Supporters of a 14-year-old black boy put to death in 1944 for the murders of two young white girls have asked a judge in South Carolina to grant him a new trial.
An all-white jury took barely 10 minutes to convict George Stinney of bludgeoning the girls, aged 11 and seven, in the segregated town of Alcolu. He was electrocuted just 84 days after the crime as the youngest person to be executed in the US during the 20th Century, according to the Death Penalty Information Centre.
Steve McKenzie, the lawyer acting for Stinney’s family, filed the trial request in Clarendon County, claiming that the teenager’s conviction was based on a forced confession and a racially divided community’s desire for revenge. Analysts say the motion is largely symbolic and faces little chance of success because of strict state rules that largely prohibit the introduction of new evidence after the conclusion of a trial.
But family members say that just getting the case back into a courtroom after seven decades will be a victory in itself.
“His family is still thriving, but his soul is not at rest,” said Irene Hill, Stinney’s second cousin. “It has been 69 years now, and there still is no justice. There has been no justice for George, nor for those two young girls, because we know that he is innocent.”
The bodies of June Binnicker, 11, and Mary Emma Thames, seven, were found in a creek on 25 March 1944, after they were reported missing while picking wildflowers the day before. Both were stabbed to death with a railway spike.
A town resident said he saw Stinney, who was playing outside with his younger sister, talking to two young girls. He was arrested and put on trial one month after the girls disappeared, with the entire case lasting only two and a half hours and the teenager represented by a court-appointed lawyer who called no defence witnesses.
McKenzie’s motion, which says Stinney weighed only 90lb and would have been physically unable to commit the crime, contains sworn statements from two of his siblings, who say he was with them throughout the day the victims went missing.
Charles Stinney, who was 12 at the time, explained in the new court filing why his family did not co-operate with investigators after the murders.
“George’s conviction and execution was something my family believed could happen to any of us in the family. Therefore, we made a decision for the safety of the family to leave it be,” he wrote.
Many of the notes and documents from the original trial, including Stinney’s alleged confession and the transcript of the case, have been lost, the motion states, with the exception of a few pages of cryptic, hand-written notes.

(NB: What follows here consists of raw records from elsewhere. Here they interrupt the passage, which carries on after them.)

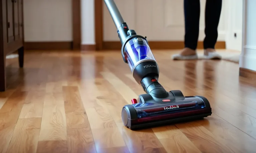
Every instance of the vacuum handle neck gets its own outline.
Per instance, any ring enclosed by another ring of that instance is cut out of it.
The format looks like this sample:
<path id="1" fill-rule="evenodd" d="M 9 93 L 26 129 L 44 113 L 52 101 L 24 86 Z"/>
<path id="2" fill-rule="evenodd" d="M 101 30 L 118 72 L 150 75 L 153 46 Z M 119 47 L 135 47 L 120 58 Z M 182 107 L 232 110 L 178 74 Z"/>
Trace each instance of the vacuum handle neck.
<path id="1" fill-rule="evenodd" d="M 120 12 L 113 0 L 104 0 L 104 1 L 116 25 L 116 27 L 118 29 L 124 22 Z"/>

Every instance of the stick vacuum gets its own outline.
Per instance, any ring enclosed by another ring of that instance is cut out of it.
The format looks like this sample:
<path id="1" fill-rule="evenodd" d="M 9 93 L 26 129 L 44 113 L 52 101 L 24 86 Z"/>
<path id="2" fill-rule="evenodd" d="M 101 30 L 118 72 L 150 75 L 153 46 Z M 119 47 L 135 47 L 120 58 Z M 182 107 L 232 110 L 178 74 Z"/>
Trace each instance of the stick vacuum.
<path id="1" fill-rule="evenodd" d="M 117 30 L 124 61 L 146 94 L 122 111 L 124 125 L 130 129 L 148 128 L 210 115 L 209 102 L 202 96 L 184 97 L 180 90 L 167 91 L 158 82 L 159 68 L 146 37 L 129 29 L 113 0 L 104 0 Z"/>

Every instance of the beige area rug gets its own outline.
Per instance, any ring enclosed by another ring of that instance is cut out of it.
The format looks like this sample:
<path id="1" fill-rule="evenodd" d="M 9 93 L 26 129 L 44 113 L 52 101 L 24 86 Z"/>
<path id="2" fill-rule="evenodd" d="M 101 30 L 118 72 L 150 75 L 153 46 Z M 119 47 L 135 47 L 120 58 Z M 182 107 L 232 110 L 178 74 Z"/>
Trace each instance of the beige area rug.
<path id="1" fill-rule="evenodd" d="M 217 49 L 217 52 L 222 57 L 222 60 L 230 61 L 236 63 L 239 63 L 239 59 L 241 52 L 236 50 Z M 202 49 L 199 49 L 197 51 L 198 59 L 206 59 L 206 58 L 204 56 L 203 51 Z M 175 52 L 174 54 L 178 54 L 179 52 Z M 172 55 L 171 55 L 172 56 Z M 171 58 L 172 57 L 171 57 Z"/>
<path id="2" fill-rule="evenodd" d="M 236 51 L 217 51 L 222 57 L 222 60 L 230 61 L 235 63 L 239 63 L 239 58 L 241 52 Z M 206 58 L 204 56 L 203 52 L 199 52 L 198 58 L 200 59 L 204 59 Z"/>

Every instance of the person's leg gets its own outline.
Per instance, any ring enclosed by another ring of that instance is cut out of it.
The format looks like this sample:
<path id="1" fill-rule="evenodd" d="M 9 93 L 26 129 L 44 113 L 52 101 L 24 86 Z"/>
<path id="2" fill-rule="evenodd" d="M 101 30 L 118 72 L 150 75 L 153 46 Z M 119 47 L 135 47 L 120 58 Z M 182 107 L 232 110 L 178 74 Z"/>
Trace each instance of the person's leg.
<path id="1" fill-rule="evenodd" d="M 215 52 L 215 45 L 218 38 L 218 27 L 220 17 L 222 0 L 207 0 L 205 7 L 205 38 L 204 40 L 205 54 L 209 56 L 209 52 Z M 216 58 L 220 56 L 215 53 Z M 211 55 L 212 56 L 213 55 Z M 213 58 L 211 57 L 211 58 Z"/>
<path id="2" fill-rule="evenodd" d="M 200 0 L 184 0 L 185 47 L 195 50 L 197 46 L 200 18 Z"/>
<path id="3" fill-rule="evenodd" d="M 200 0 L 184 0 L 185 17 L 185 48 L 174 59 L 190 59 L 197 58 L 196 50 L 199 35 Z"/>

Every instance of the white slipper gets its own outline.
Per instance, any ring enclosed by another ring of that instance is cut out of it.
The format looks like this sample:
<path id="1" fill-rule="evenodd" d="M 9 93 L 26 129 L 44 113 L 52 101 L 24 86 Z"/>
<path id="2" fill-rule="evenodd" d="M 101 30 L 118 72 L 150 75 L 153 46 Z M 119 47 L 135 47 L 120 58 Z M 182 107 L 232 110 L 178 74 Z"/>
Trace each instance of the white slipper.
<path id="1" fill-rule="evenodd" d="M 198 58 L 197 54 L 189 56 L 182 56 L 179 54 L 176 54 L 173 55 L 172 57 L 173 60 L 197 59 Z"/>
<path id="2" fill-rule="evenodd" d="M 216 52 L 208 52 L 208 55 L 205 55 L 206 58 L 209 59 L 220 59 L 221 56 Z"/>

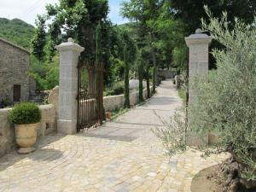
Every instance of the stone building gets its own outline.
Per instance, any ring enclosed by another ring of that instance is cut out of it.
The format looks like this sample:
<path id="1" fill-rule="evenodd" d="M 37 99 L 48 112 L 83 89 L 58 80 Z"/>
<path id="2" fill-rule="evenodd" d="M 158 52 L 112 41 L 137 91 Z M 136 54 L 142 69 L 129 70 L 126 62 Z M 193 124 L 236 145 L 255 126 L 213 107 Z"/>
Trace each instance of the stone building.
<path id="1" fill-rule="evenodd" d="M 28 100 L 29 55 L 28 50 L 0 38 L 0 103 Z"/>

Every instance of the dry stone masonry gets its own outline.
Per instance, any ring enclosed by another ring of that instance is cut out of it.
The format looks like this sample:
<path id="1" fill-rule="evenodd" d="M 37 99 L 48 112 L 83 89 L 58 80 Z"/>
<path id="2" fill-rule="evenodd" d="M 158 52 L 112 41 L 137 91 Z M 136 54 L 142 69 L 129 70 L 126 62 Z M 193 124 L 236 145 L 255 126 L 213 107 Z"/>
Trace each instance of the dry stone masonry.
<path id="1" fill-rule="evenodd" d="M 1 38 L 0 48 L 0 102 L 3 100 L 11 102 L 26 101 L 29 96 L 29 51 Z"/>
<path id="2" fill-rule="evenodd" d="M 186 44 L 189 48 L 189 105 L 196 102 L 196 91 L 195 84 L 191 84 L 193 79 L 197 77 L 203 77 L 208 73 L 209 69 L 209 44 L 212 38 L 203 34 L 201 29 L 185 38 Z M 188 114 L 189 125 L 189 114 Z M 204 145 L 208 143 L 208 136 L 199 138 L 191 132 L 189 133 L 188 143 L 190 145 Z"/>
<path id="3" fill-rule="evenodd" d="M 84 49 L 72 38 L 56 46 L 60 51 L 59 119 L 57 130 L 65 134 L 77 131 L 78 61 Z"/>

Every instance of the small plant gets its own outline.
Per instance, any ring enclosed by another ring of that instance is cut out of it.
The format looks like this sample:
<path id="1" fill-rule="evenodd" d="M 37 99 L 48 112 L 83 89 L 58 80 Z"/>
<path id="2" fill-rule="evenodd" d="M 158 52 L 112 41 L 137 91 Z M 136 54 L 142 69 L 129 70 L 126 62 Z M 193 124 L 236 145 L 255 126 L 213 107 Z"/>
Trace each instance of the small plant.
<path id="1" fill-rule="evenodd" d="M 35 103 L 20 102 L 9 112 L 9 119 L 16 125 L 38 123 L 41 120 L 41 111 Z"/>
<path id="2" fill-rule="evenodd" d="M 166 148 L 166 154 L 172 157 L 175 154 L 183 153 L 186 150 L 185 107 L 178 108 L 170 121 L 161 119 L 164 127 L 156 127 L 151 131 L 159 137 Z"/>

While other executed inmates have been posthumously pardoned in the state, University of South Carolina law school professor Kenneth Gaines said he was unaware of any being granted a new trial.
“I think it’s a long-shot, but I admire the lawyer for trying it,” he said, adding that the judge could yet refuse to hear the motion.
No date has been set for a hearing. A spokesman for the South Carolina attorney general’s office said its lawyers had not yet seen the paperwork and would not comment on a pending case.